Kami membuka Kelompok Bermain agar periode ini terjaga dengan baik. Anak belajar ke toilet, membuka sepatu, makan sendiri, dan bina diri yang membentuk rasa percaya dirinya.

Tahap 3 ~ Initiative vs Guilt  (3-5 tahun)

Di tahap ini anak mengeksplorasi keterampilan interpersonalnya. Dia senang bermain dan  berteman, serta mencoba kemampuan-kemampuan yang ada pada dirinya. Bila berhasil di tahap ini, anak akan percaya diri, ceria, dan bisa belajar memimpin temannya. Jika gagal di tahap ini, anak jadi peragu, dan kurang inisiatif.

Kisaran tahapan ini ada di TK Tetum Bunaya, tempat anak-anak menjalani masa akhir golden age dengan bahagia, dan mengeksplorasi keterampilan diri semaksimal mungkin.

Tahap 4 ~ Industry vs. Inferiority (6 – 11 tahun)

Ini adalah tahap Sekolah Dasar. Di tahap ini, anak belajar memasuki dunia masyarakat nyata. Jika anak dimotivasi berinisiatif, dia akan percaya diri dan bangga atas keberhasilannya. Namun, jika inisiatif tidak didorong atau terlalu dibatasi oleh orang tua maupun guru, maka anak akan merasa rendah diri.

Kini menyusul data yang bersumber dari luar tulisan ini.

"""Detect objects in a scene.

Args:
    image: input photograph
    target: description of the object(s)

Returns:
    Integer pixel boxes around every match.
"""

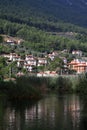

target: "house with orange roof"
[68,59,87,74]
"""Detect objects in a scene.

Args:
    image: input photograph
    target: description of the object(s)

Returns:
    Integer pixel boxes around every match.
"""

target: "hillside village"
[1,1,87,130]
[1,36,87,78]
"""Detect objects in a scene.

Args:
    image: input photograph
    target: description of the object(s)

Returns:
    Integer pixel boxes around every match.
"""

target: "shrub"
[56,77,72,93]
[76,73,87,95]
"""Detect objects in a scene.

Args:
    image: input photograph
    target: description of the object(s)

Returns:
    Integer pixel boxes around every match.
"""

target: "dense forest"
[0,18,87,53]
[0,0,87,53]
[0,0,87,27]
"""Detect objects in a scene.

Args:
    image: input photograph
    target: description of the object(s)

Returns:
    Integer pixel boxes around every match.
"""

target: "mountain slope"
[1,0,87,54]
[0,0,87,27]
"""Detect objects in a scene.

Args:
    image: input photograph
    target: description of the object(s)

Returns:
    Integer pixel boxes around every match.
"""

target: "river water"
[0,94,87,130]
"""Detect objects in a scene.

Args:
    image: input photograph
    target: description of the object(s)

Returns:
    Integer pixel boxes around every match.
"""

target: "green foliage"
[47,77,57,91]
[0,0,87,28]
[0,76,73,100]
[0,57,7,79]
[0,56,17,79]
[0,76,49,100]
[48,57,64,71]
[0,44,11,54]
[56,77,72,93]
[0,36,3,43]
[76,73,87,94]
[0,18,87,53]
[1,75,86,100]
[76,33,87,43]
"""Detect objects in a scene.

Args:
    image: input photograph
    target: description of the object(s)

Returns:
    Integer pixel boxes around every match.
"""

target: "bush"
[56,77,72,93]
[6,77,43,100]
[76,73,87,95]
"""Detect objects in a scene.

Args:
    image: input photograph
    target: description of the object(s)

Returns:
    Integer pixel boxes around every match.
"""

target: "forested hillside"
[0,0,87,53]
[0,0,87,27]
[0,0,87,33]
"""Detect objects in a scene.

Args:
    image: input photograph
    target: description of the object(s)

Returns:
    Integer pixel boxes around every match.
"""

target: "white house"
[38,58,47,66]
[72,50,82,57]
[17,60,24,67]
[48,54,55,61]
[26,59,36,66]
[24,64,33,72]
[6,39,16,46]
[2,54,10,59]
[25,55,34,61]
[48,51,58,61]
[9,53,21,61]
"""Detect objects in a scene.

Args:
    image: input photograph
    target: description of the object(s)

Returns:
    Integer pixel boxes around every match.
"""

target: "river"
[0,94,87,130]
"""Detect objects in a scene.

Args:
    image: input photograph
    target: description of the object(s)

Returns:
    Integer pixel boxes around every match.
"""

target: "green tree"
[0,36,3,43]
[48,57,64,71]
[0,57,7,79]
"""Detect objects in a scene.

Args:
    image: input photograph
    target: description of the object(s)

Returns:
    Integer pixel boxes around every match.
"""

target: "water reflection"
[63,95,82,129]
[0,94,87,130]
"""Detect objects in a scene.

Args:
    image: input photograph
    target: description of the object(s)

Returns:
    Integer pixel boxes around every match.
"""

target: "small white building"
[2,54,10,59]
[9,53,21,61]
[48,54,55,61]
[26,59,36,66]
[24,64,33,72]
[72,50,82,57]
[25,55,34,61]
[37,71,58,77]
[6,39,15,45]
[63,58,67,64]
[48,51,58,61]
[38,58,47,66]
[17,60,24,67]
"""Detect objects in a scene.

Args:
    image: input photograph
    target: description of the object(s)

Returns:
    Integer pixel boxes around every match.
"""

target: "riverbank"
[0,74,87,100]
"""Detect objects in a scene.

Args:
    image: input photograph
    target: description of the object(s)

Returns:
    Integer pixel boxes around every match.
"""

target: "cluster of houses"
[2,35,87,77]
[2,52,58,76]
[3,53,47,71]
[2,50,87,77]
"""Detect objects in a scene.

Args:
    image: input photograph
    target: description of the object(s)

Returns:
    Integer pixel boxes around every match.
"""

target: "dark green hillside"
[0,0,87,53]
[0,0,87,27]
[0,0,87,34]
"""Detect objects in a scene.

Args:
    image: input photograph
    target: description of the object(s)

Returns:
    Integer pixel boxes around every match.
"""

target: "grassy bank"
[0,76,73,100]
[0,74,87,100]
[75,73,87,95]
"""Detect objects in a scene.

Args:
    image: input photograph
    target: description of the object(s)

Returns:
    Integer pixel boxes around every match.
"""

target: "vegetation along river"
[0,94,87,130]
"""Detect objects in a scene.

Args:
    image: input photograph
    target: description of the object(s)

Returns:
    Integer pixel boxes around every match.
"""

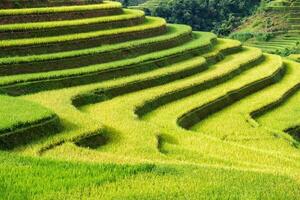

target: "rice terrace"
[0,0,300,199]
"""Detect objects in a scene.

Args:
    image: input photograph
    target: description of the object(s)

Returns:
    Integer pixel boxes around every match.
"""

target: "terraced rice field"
[133,0,164,12]
[289,53,300,61]
[1,0,300,199]
[245,0,300,57]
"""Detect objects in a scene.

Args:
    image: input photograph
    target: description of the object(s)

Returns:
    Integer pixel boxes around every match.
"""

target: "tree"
[153,0,260,35]
[121,0,129,7]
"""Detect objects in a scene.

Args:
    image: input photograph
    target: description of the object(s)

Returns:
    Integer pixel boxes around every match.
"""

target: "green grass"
[0,24,191,65]
[288,54,300,62]
[1,151,299,199]
[20,45,253,154]
[75,50,300,178]
[0,1,121,16]
[0,95,54,134]
[0,31,215,89]
[1,1,300,198]
[0,9,144,32]
[0,16,166,48]
[71,38,241,107]
[14,37,233,155]
[258,87,300,134]
[254,59,300,135]
[189,59,300,155]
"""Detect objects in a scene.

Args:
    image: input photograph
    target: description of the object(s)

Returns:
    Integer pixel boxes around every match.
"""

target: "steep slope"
[233,0,300,57]
[0,0,300,198]
[135,0,164,12]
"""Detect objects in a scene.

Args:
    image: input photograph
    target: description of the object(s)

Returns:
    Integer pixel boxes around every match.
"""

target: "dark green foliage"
[152,0,260,35]
[279,47,299,57]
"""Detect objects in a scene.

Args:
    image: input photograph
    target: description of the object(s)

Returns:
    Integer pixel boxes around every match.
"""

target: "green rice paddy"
[0,0,300,199]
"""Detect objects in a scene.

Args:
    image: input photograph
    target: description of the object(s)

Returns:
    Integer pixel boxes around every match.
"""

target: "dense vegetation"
[145,0,260,35]
[0,0,300,199]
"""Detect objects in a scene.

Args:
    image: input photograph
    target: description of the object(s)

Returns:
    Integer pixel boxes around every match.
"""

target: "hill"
[0,0,300,199]
[232,0,300,58]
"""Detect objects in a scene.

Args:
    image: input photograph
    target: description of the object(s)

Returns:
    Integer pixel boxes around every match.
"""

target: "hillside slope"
[135,0,164,11]
[232,0,300,58]
[0,0,300,198]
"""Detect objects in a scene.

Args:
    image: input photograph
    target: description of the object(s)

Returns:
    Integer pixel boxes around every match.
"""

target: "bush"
[230,32,254,42]
[229,32,274,42]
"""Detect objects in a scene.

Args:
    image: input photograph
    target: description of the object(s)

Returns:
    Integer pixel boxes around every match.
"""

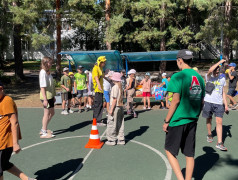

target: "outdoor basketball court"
[4,108,238,180]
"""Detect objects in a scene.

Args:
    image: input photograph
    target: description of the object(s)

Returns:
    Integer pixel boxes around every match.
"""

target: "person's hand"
[124,89,127,92]
[225,105,229,112]
[220,59,226,64]
[98,86,103,92]
[43,100,48,107]
[66,88,70,92]
[163,123,169,133]
[13,143,21,154]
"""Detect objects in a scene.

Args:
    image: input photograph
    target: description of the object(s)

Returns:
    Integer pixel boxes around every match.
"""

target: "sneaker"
[97,122,107,127]
[78,109,82,113]
[216,142,227,151]
[148,106,151,110]
[117,140,125,145]
[231,104,238,110]
[84,106,89,112]
[28,178,37,180]
[68,109,74,113]
[61,110,69,115]
[39,129,53,135]
[40,133,55,139]
[103,108,107,113]
[161,107,166,109]
[133,112,137,118]
[105,141,116,146]
[143,106,147,110]
[207,134,213,143]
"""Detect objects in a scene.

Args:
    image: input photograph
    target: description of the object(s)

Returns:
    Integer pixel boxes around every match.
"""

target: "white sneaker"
[148,106,151,109]
[68,109,74,113]
[61,110,69,115]
[40,133,55,138]
[105,141,116,146]
[143,106,147,110]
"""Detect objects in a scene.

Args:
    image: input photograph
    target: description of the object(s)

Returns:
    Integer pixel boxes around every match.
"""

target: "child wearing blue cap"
[227,62,238,109]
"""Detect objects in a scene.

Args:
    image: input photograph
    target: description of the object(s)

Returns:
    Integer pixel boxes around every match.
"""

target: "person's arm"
[207,59,226,76]
[228,70,235,80]
[159,81,165,87]
[9,113,21,153]
[109,98,117,115]
[163,93,180,132]
[40,87,48,107]
[61,84,69,92]
[223,87,229,112]
[94,76,103,92]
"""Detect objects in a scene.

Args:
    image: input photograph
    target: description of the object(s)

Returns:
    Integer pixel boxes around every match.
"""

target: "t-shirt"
[121,76,127,90]
[61,75,73,93]
[162,78,169,92]
[103,79,111,91]
[204,74,226,105]
[88,72,94,92]
[141,79,151,92]
[92,65,104,93]
[168,92,173,102]
[110,84,123,107]
[39,69,56,100]
[229,71,237,88]
[167,69,205,127]
[0,96,22,150]
[75,73,88,90]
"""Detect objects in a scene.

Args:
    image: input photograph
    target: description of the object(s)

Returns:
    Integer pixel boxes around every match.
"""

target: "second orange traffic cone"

Di Tetum kami membagi lagi tahap ini menjadi perkembangan di SD Level Bawah (kelas 1-3 SD), dan SD Level Atas (kelas 4-6 SD). Penyikapan pada kedua level itu berbeda. Pada SD Level Bawah kami membimbing anak untuk tumbuh setahap demi setahap memahami tuntutan kehidupan yang tertuang di kurikulum. Di Tetum, kami berprinsip, apa pun kurikulumnya, siapa pun menterinya, pemberian di lapangan tetap bersifat konkret dan sesuai dengan perkembangan setiap anak. Jadi yang menjadi queen adalah anak, bukan kurikulum.

Pada SD Level Atas, anak mulai berubah sejalan dengan masa praremaja yang dimasukinya. Sebetulnya ada bagian dari Tahap 5 (Identity vs Confusion) yang masuk di sini. Dari pengamatan kami, anak-anak menjadi makin cepat masuk ke tahap 5. Kebingungan mencari identitas diri muncul dengan mulai mencoba berbohong, berbicara bahasa binatang, membentuk kelompok khusus, dan lain-lain.

Semua itu mesti disikapi dengan cermat olehh lingkungan, agar anak bisa masuk ke tahap berikutnya dengan baik.

Nah, dengan tahap perkembangan ini kami membuat slogan “Membuat Cerdas tanpa Menggegas”. Kami tidak memakai kata “pintar” tetapi “cerdas”, karena kata itu mengandung makna kemampuan sosial emosional, dan bukan hanya bersifat kognisi saja. Untuk membuat anak cerdas, sesuai tahapan perkembangannya, maka kita tidak perlu menggegas, mengikuti standar masyarakat, atau membandingkan dengan anak tetangga atau saudara. Kita ikuti saja tahapan yang digagas Opa Erik di atas.

Sekalipun kecenderungan berpikir sudah menjadi instan, kami tetap akan akan memakai slogan itu. Perkembangan anak tidak akan instan kan?